Highlights from the William Paley Festival -- We tell you the big secrets revealed behind small screen gems from ''Dick Van Dyke'' to ''Felicity''
A TV fest reveals big secrets behind small-screen gems from Dick Van Dyke to Felicity
If there was a theme to the Museum of Television & Radio’s 16th Annual William S. Paley festival, which assembled the casts and creators of past and present shows for discussions about the biz, it was this: The more things change on TV, the more they stay the same.
Although the festival feted both classic series (including L.A. Law, The Twilight Zone, thirtysomething, plus a salute to The Dick Van Dyke Show vet Carl Reiner) and current trendsetters (Sports Night, Felicity, Late Night With Conan O’Brien, Moesha, Everybody Loves Raymond, and NewsRadio), five eye-opening truisms emerged from the event:
1. TV PILOTS MAKE FOR STRANGE BEDFELLOWS. At the tribute to Reiner — the festival’s unquestionable highlight, thanks to the still-quick wits of Neil Simon, Larry Gelbart, Van Dyke, and Reiner — it was revealed that the never-sold first pilot for The Dick Van Dyke Show (called Head of the Family and starring Reiner as Rob Petrie) was financed by Rat Packer and Kennedy clan member Peter Lawford. This meant that the family’s moneybags, old Joseph Kennedy Sr., ultimately had script approval, which led Reiner to quip ”You mean my morals are going to be arbitered by a guy who slept with Gloria Swanson?” In other strange pilot lore: Ray Romano was originally hired to play Joe Rogan’s electrician role on NewsRadio. Deadpanned series creator Paul Simms, who axed the future star of the CBS hit Everybody Loves Raymond: ”That worked out pretty well for Ray.”

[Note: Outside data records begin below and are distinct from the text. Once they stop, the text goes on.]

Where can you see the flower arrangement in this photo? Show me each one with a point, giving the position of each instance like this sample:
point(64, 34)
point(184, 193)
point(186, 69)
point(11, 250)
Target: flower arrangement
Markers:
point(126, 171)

2. BE NICE TO THE PEOPLE YOU MEET ON THE WAY UP. At the session for ABC’s critical phenom Sports Night, costar Peter Krause and creator Aaron Sorkin recalled their first meeting — at a Broadway theater where they were both bartending. Moesha coproducer T Smith reminded star Brandy that he had once given her a ride when he was a limo driver. But Felicity scene-swiper Greg Grunberg (who plays Scott Speedman’s nutty-inventor roommate) wins the prize for the most precocious schmoozing: He was a kindergarten classmate of series cocreator J.J. Abrams.
3. SIZE DOESN’T MATTER…Slim Harry Hamlin said he landed the role of L.A. Lawyer Michael Kuzak despite the character’s description as ”a 45-year-old, overweight, myopic ex-football player.” And even though Raymond’s producers initially envisioned Romano’s cop brother as a short guy, gentle giant Brad Garrett managed to win the part, albeit after enduring nine auditions. Joshed Garrett: ”I [practically] had to read for the guard at the gate.”
4. …BUT DICTION DOES. Felicity exec producers Abrams and Matt Reeves claimed that the reason they cast Keri Russell in the title role of The WB serial was because she was the only actress who correctly pronounced the word preface in her audition monologue.
5. IN HOLLYWOOD, THE GLASS IS ALWAYS HALF EMPTY. Little more than five years after his baptism by ire as host of NBC’s Late Night, Conan O’Brien‘s stock in the TV industry has risen to the point where his program merited inclusion in the Paley festival. Still, he didn’t find comfort in the tribute. ”TV shows, if they’re good, are organic things,” he explained. ”They start at one place, they grow, then they get crappy, and we honor them. So I guess this is a bad thing.”